Haruf's 'Eventide': the rewards of decency

May 30, 2004|By Joan Mellen | Joan Mellen,Special to the Sun

Eventide, by Kent Haruf. Knopf. 320 pages. $24.95.

In Eventide, Kent Haruf turns his crystalline prose to the unremarkable lives of people for whom loneliness is endemic, suffering expected and remedy a surprise. On the unforgiving Colorado high plains, the territory of Haruf's previous best-selling Plainsong, to which Eventide is a sequel, a low-grade violence is chronic.

Eventide alternates between three sets of characters. Two elderly bachelor brothers, Raymond and Harold, out of an inherent sense of decency, in the earlier novel took in a homeless pregnant young girl; the emotional consequences are profuse. An orphaned 11-year-old named DJ keeps house for his cranky grandfather. Two semi-retarded people, Luther and Betty, are unable to protect their two children, Richie and Joy Rae, from a vicious, sadistic relative.
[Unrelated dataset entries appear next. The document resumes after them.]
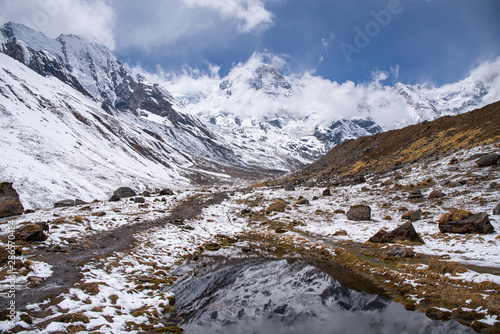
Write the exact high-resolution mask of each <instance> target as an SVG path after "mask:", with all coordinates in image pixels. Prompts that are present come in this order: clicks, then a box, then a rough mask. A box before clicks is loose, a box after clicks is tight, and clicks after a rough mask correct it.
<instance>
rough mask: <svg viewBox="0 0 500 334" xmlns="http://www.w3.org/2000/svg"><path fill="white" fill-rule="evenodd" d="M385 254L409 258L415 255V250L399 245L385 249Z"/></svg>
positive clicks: (393, 255)
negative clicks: (401, 246) (412, 249)
mask: <svg viewBox="0 0 500 334" xmlns="http://www.w3.org/2000/svg"><path fill="white" fill-rule="evenodd" d="M386 254H387V255H389V256H393V257H401V258H409V259H411V258H413V257H415V255H416V254H415V252H414V251H412V250H411V249H409V248H406V247H401V246H396V247H392V248H391V249H390V250H388V251H387V253H386Z"/></svg>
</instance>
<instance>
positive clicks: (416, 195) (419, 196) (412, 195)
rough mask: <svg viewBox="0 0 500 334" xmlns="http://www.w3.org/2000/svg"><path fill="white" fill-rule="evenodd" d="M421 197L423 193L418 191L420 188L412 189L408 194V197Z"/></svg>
mask: <svg viewBox="0 0 500 334" xmlns="http://www.w3.org/2000/svg"><path fill="white" fill-rule="evenodd" d="M421 198H424V195H422V192H420V190H413V191H411V192H410V194H409V195H408V199H421Z"/></svg>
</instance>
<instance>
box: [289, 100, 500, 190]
mask: <svg viewBox="0 0 500 334" xmlns="http://www.w3.org/2000/svg"><path fill="white" fill-rule="evenodd" d="M499 140H500V101H499V102H496V103H493V104H490V105H488V106H486V107H484V108H481V109H478V110H474V111H471V112H468V113H465V114H461V115H458V116H445V117H442V118H439V119H437V120H435V121H432V122H423V123H420V124H417V125H412V126H409V127H406V128H403V129H400V130H392V131H387V132H385V133H379V134H376V135H374V136H370V137H363V138H359V139H356V140H349V141H345V142H343V143H342V144H340V145H337V146H336V147H334V148H333V149H332V150H331V151H329V152H328V153H327V154H326V155H325V156H324V157H322V158H321V159H319V160H318V161H316V162H314V163H313V164H311V165H309V166H307V167H306V168H304V169H302V170H300V171H297V172H296V173H294V174H293V176H292V177H291V178H290V180H291V182H292V183H303V182H315V183H319V184H324V185H329V184H334V183H336V182H341V181H342V180H343V179H351V180H356V179H360V178H363V177H365V176H366V175H370V174H375V173H386V172H390V171H393V170H397V169H398V168H399V167H400V166H402V165H404V164H408V163H414V162H417V161H422V162H423V161H432V160H433V159H438V158H440V157H441V156H443V155H444V154H450V153H451V152H454V151H456V150H459V149H467V148H471V147H475V146H478V145H484V144H490V143H497V142H498V141H499Z"/></svg>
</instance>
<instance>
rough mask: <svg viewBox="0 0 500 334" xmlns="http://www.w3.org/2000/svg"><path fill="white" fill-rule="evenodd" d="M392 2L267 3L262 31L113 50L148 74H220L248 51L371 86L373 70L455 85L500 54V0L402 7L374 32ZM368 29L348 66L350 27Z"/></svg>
mask: <svg viewBox="0 0 500 334" xmlns="http://www.w3.org/2000/svg"><path fill="white" fill-rule="evenodd" d="M391 3H392V5H397V3H398V1H394V0H392V1H391V0H389V1H387V0H377V1H373V0H371V1H366V0H360V1H325V0H309V1H304V0H278V1H270V2H265V3H264V6H265V8H266V9H267V10H268V11H269V12H271V13H272V23H271V24H268V25H267V26H266V27H261V28H260V29H255V30H252V31H249V32H239V31H237V29H234V26H233V25H232V24H231V23H230V22H227V21H223V22H217V24H216V25H215V28H214V27H212V28H210V29H207V31H206V33H204V34H199V35H194V36H191V37H187V38H188V39H189V40H180V41H176V42H175V43H172V44H169V45H166V46H165V47H160V48H158V49H156V50H152V49H146V50H145V49H143V48H136V47H127V48H122V47H120V44H119V43H118V47H117V50H116V51H117V54H118V56H119V57H121V58H123V59H125V60H127V61H128V62H129V63H131V64H141V66H143V67H145V68H146V69H149V70H153V69H154V66H155V65H156V64H160V65H161V66H162V67H163V68H164V69H165V70H176V69H179V68H180V67H181V66H182V65H185V64H187V65H189V66H191V67H200V68H203V67H205V66H206V63H207V62H209V63H212V64H216V65H219V66H221V75H224V74H225V73H227V72H228V71H229V70H230V69H231V68H232V66H233V65H234V63H235V62H242V61H246V59H248V58H249V57H250V55H251V54H252V53H253V52H255V51H259V52H264V51H267V52H271V53H274V54H279V55H284V56H285V58H286V59H287V60H288V64H289V68H288V71H290V72H299V73H300V72H302V71H306V70H308V71H315V72H316V74H317V75H320V76H322V77H324V78H327V79H330V80H335V81H338V82H345V81H347V80H351V81H354V82H364V81H369V80H371V76H372V73H373V72H374V71H377V70H384V71H390V70H391V69H392V73H393V74H394V75H393V76H392V77H391V78H390V79H388V80H389V82H388V83H391V82H390V81H392V82H395V81H401V82H404V83H412V84H414V83H422V82H426V81H431V82H433V83H434V84H437V85H441V84H444V83H449V82H454V81H457V80H460V79H462V78H464V77H465V76H466V75H467V73H468V72H469V71H470V70H471V69H472V68H474V67H476V66H478V65H479V64H480V63H482V62H484V61H486V60H491V59H494V58H496V57H497V56H499V55H500V35H499V32H500V20H498V17H499V14H500V1H497V0H481V1H479V0H461V1H457V0H432V1H409V0H401V1H400V2H399V6H396V8H397V9H398V12H397V14H391V17H390V18H389V19H387V18H388V17H387V16H385V18H384V19H385V21H384V24H386V21H387V22H388V24H386V26H385V27H384V26H382V25H380V24H379V29H378V30H379V31H377V29H376V26H375V25H376V24H375V23H374V22H376V20H375V18H374V16H373V14H372V13H373V12H372V11H374V12H376V13H381V11H385V12H386V13H387V11H388V5H389V4H391ZM367 25H368V27H369V28H370V29H373V30H372V32H371V34H372V35H374V37H370V36H368V38H369V39H370V43H369V44H368V46H366V47H364V48H357V49H358V50H359V53H352V56H350V57H349V58H350V62H348V61H347V59H346V57H345V55H344V53H343V52H342V50H341V48H340V45H341V43H346V44H348V45H351V46H354V47H355V41H354V38H355V37H356V32H355V30H354V29H355V27H359V28H360V29H361V30H362V31H364V30H365V28H366V27H367ZM377 32H378V33H377ZM344 45H345V44H344ZM348 53H349V52H348Z"/></svg>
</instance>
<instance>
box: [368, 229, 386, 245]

The compassionate voice of the author redeems these seemingly predictable domestic tableaux. From the inconsequential details of lives enacted on the borderline of endurance, Haruf discovers the grandeur of human consolation.

Harold and Raymond have come to consider this one-time stranger, Victoria Roubideaux, and her baby, Katie, "family." Mary Wells next door takes an interest in neglected DJ, gently bandaging his elbow after he falls from a bicycle. Her daughter Dena befriends him. In an abandoned shed, with discarded furniture, forks and spoons, the children create a loving if temporary environment, an astonishing refuge. DJ tries to protect Richie from the schoolyard bullies. Raymond gives DJ a ride home one night and listens to him, the first adult ever to have done so.
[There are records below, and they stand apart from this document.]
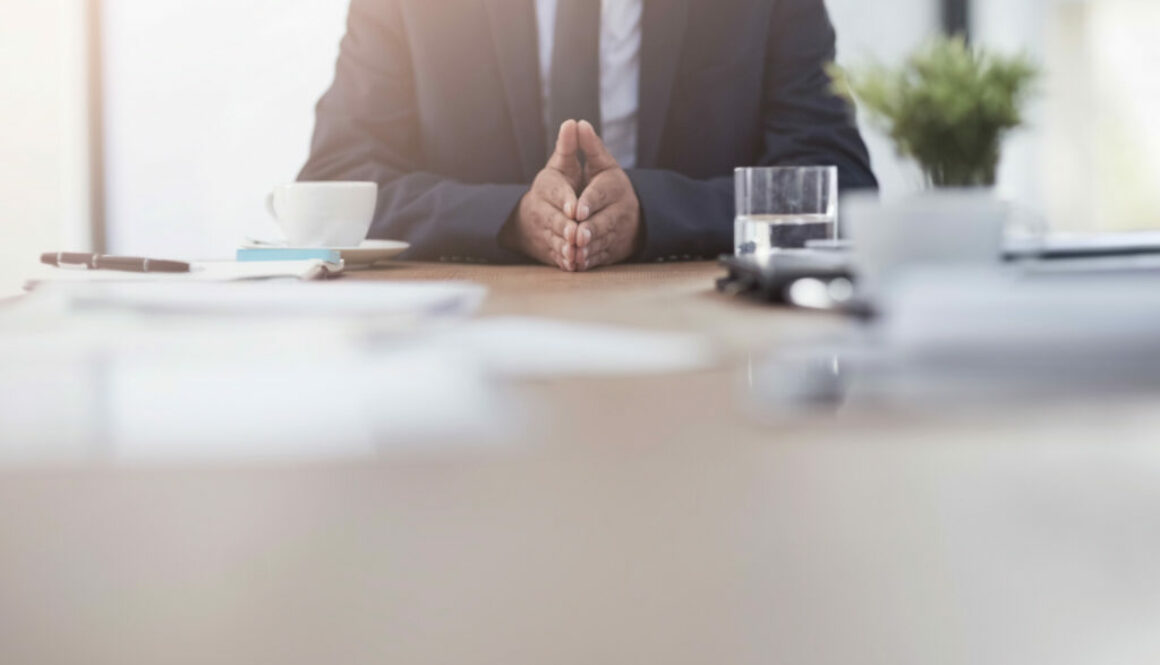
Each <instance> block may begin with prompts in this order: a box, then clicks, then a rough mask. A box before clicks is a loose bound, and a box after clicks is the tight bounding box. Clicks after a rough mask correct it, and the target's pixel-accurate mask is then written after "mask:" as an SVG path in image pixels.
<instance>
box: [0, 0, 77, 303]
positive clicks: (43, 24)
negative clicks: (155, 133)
mask: <svg viewBox="0 0 1160 665" xmlns="http://www.w3.org/2000/svg"><path fill="white" fill-rule="evenodd" d="M85 49H86V42H85V21H84V10H82V2H81V0H2V1H0V121H2V122H0V296H2V295H7V294H10V292H13V291H19V289H20V285H21V284H22V282H23V279H24V277H26V276H27V275H28V274H29V272H30V270H31V269H32V268H34V267H35V266H36V262H37V256H38V255H39V253H41V252H50V251H60V250H68V248H80V250H84V248H85V247H86V246H87V244H88V238H87V232H88V229H89V225H88V219H89V214H88V204H89V189H88V175H87V173H88V150H87V149H88V140H87V135H88V132H87V122H88V120H87V118H88V116H87V96H86V95H87V88H86V68H85Z"/></svg>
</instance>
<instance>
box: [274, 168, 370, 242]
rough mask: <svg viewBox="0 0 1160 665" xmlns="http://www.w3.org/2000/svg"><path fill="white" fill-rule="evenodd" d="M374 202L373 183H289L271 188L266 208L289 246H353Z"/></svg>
mask: <svg viewBox="0 0 1160 665" xmlns="http://www.w3.org/2000/svg"><path fill="white" fill-rule="evenodd" d="M377 202H378V185H376V183H374V182H292V183H290V185H282V186H278V187H275V188H274V190H273V191H270V194H269V196H268V197H267V198H266V208H267V210H268V211H269V214H270V216H271V217H274V219H276V221H277V223H278V226H281V229H282V232H283V233H284V234H285V237H287V241H288V243H289V244H290V246H291V247H357V246H358V244H360V243H362V241H363V240H365V239H367V233H368V232H369V231H370V225H371V222H374V219H375V205H376V203H377Z"/></svg>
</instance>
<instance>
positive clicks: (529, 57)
mask: <svg viewBox="0 0 1160 665" xmlns="http://www.w3.org/2000/svg"><path fill="white" fill-rule="evenodd" d="M484 2H485V5H486V6H487V14H488V16H490V19H491V29H492V43H493V44H494V45H495V56H496V58H499V64H500V74H501V77H502V79H503V92H505V94H506V95H507V103H508V110H509V114H510V116H512V125H513V130H514V131H515V138H516V143H517V144H519V147H520V157H521V161H522V165H523V173H524V176H525V178H527V180H528V181H529V182H530V181H531V180H532V179H535V178H536V174H537V173H539V169H541V168H543V167H544V162H545V161H546V159H548V146H546V140H548V139H546V133H545V130H544V115H543V100H542V99H541V87H539V86H541V82H539V49H538V36H537V30H538V28H537V26H536V3H535V0H484Z"/></svg>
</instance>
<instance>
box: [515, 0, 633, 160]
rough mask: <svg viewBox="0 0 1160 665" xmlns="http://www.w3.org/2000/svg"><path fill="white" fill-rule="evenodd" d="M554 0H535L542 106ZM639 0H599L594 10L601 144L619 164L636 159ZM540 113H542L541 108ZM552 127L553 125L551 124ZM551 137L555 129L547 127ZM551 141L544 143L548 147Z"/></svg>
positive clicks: (544, 100)
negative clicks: (542, 98)
mask: <svg viewBox="0 0 1160 665" xmlns="http://www.w3.org/2000/svg"><path fill="white" fill-rule="evenodd" d="M557 2H558V0H536V21H537V24H538V26H539V80H541V81H542V94H543V99H544V109H548V108H550V107H549V100H551V95H552V91H551V87H552V85H551V80H552V50H553V46H554V44H556V7H557ZM643 14H644V0H602V1H601V15H600V114H601V125H602V130H603V139H604V144H606V145H607V146H608V150H609V152H611V153H612V157H615V158H616V160H617V161H619V162H621V166H622V167H623V168H632V167H635V166H636V165H637V113H638V110H639V109H640V20H641V16H643ZM545 116H546V113H545ZM556 129H558V128H556ZM548 133H549V136H550V137H552V139H553V140H554V137H556V131H553V130H552V128H549V131H548ZM551 147H552V146H549V149H551Z"/></svg>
None of these people escapes pain. None is capable even of articulating disappointment. Raymond's friend, the high school teacher Tom Guthrie, cannot console him when Harold is killed in a ranch accident; he searches for words, "but there were none in any language he knew that were sufficient to the moment or that would change a single thing." All are as vulnerable as the paintless clapboard house where Raymond must now survive alone. This house, like the people, is so insubstantial "that the wind might blow through and find no resistance at all." Haruf's characters go to bed each night "consoled or not."

The year is chained by holidays that serve mostly as a reminder of all that has been lost, and it would seem hope is archaic.

Yet Victoria meets a kind man named Del Gutierrez, who works with respect helping Raymond on the ranch. Good people find each other, just as bad people find them. Tom Guthrie and his wife, Maggie, bring Raymond together with social worker Rose Tyler, and in a scene of exquisite tenderness Rose takes the old man back into her bedroom. "I doubt if I could do you any good," Raymond says politely. "Let's just see," Rose says.

As in life, the sorrows and defeats come more frequently, more swiftly than the victories. Then, Haruf suggests, so much more must we cherish moments of transcendence, gratuitous acts of kindness and love, when they do make their untimely, their stately appearance.

Eventide is a lovely novel, all the more for its uncompromising realism, its eschewing of the magical palliative of happy endings, its recognition that decency carries its own unique rewards.

Joan Mellen teaches in the graduate program in creative writing at Temple University in Philadelphia. The latest of her 17 books, A Farewell to Justice, an account of Jim Garrison's investigation into the murder of President John F. Kennedy, will be published next fall. She has written a novel, biographies and criticism.